Celiac Disease and Gluten Intolerance— Two Very Different Medical Issues
Celiac disease is a genuine disease caused by the immune system reacting negatively to gluten. By inflaming the small intestine and seriously irritating its lining, gluten prevents vital nutrients from being absorbed by the small intestine. Why some people suffer celiac disease is unknown. Doctors do, however, know that a true, allergic reaction to gluten damages the intestine's villi, or microscopic projections lining the interior wall of the intestines that are responsible for absorbing nutrients. And a relatively simple series of blood tests can determine whether someone actually has celiac disease—although first indicators may be a diagnosis of another associated condition such as Down's syndrome, thyroid disease, lactose intolerance or autoimmune diseases.
Gluten Intolerance/Sensitivity is not Celiac Disease.
It is an umbrella term used to describe symptoms similar to those suffered by people with celiac disease.
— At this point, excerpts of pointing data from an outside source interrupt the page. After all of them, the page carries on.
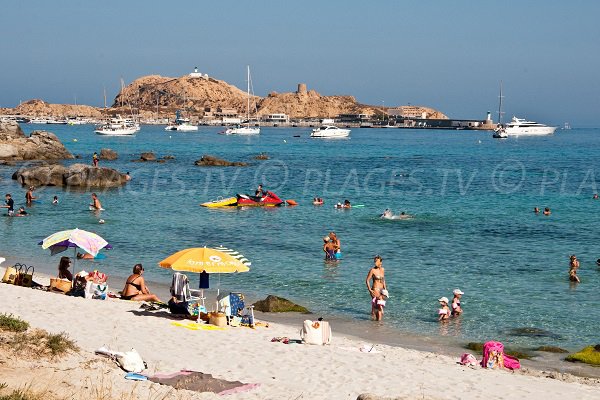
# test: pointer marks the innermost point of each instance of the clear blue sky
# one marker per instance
(450, 55)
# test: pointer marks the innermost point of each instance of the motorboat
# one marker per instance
(520, 126)
(118, 127)
(245, 128)
(500, 132)
(269, 199)
(329, 131)
(181, 124)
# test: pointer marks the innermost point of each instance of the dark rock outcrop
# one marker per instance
(212, 161)
(278, 304)
(261, 156)
(108, 154)
(148, 156)
(76, 175)
(40, 145)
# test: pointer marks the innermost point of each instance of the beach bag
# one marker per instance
(24, 277)
(493, 355)
(315, 332)
(131, 361)
(97, 277)
(61, 285)
(511, 362)
(95, 290)
(468, 359)
(10, 275)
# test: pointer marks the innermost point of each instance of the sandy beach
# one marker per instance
(289, 371)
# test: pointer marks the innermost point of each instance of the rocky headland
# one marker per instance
(40, 145)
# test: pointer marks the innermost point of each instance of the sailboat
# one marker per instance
(500, 131)
(245, 129)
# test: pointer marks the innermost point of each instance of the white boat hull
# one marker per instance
(533, 130)
(116, 132)
(330, 132)
(186, 128)
(245, 130)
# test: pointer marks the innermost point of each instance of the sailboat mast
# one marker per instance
(500, 105)
(248, 100)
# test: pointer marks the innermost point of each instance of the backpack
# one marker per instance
(493, 355)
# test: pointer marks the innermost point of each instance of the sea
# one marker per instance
(472, 225)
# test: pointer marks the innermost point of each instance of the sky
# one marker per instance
(449, 55)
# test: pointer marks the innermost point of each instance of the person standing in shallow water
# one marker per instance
(377, 288)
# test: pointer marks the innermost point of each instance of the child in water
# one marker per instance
(444, 311)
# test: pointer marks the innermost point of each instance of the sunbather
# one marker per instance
(135, 287)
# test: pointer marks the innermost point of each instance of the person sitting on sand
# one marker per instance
(376, 275)
(444, 311)
(29, 197)
(96, 205)
(456, 309)
(573, 267)
(135, 287)
(63, 269)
People experiencing GI distress, "foggy" thinking, joint pain and tingling/numbness in the extremities who do not test positive for celiac may be diagnosed (or self-diagnose themselves) with gluten sensitivity when they experience improvement of symptoms after removing gluten from their diet. But, as Gibsons latest research suggests, the GI issues are not caused by the gluten itself.
What Science Knows and What People Believe
American eating habits could be summarized with one word— nonsensical. Although rigorous scientific research has concluded that gluten is not the evil protein it is purported to be, the gluten-free craze continues unfettered by substantial empirical evidence that even Dr. Oz refuses to consider.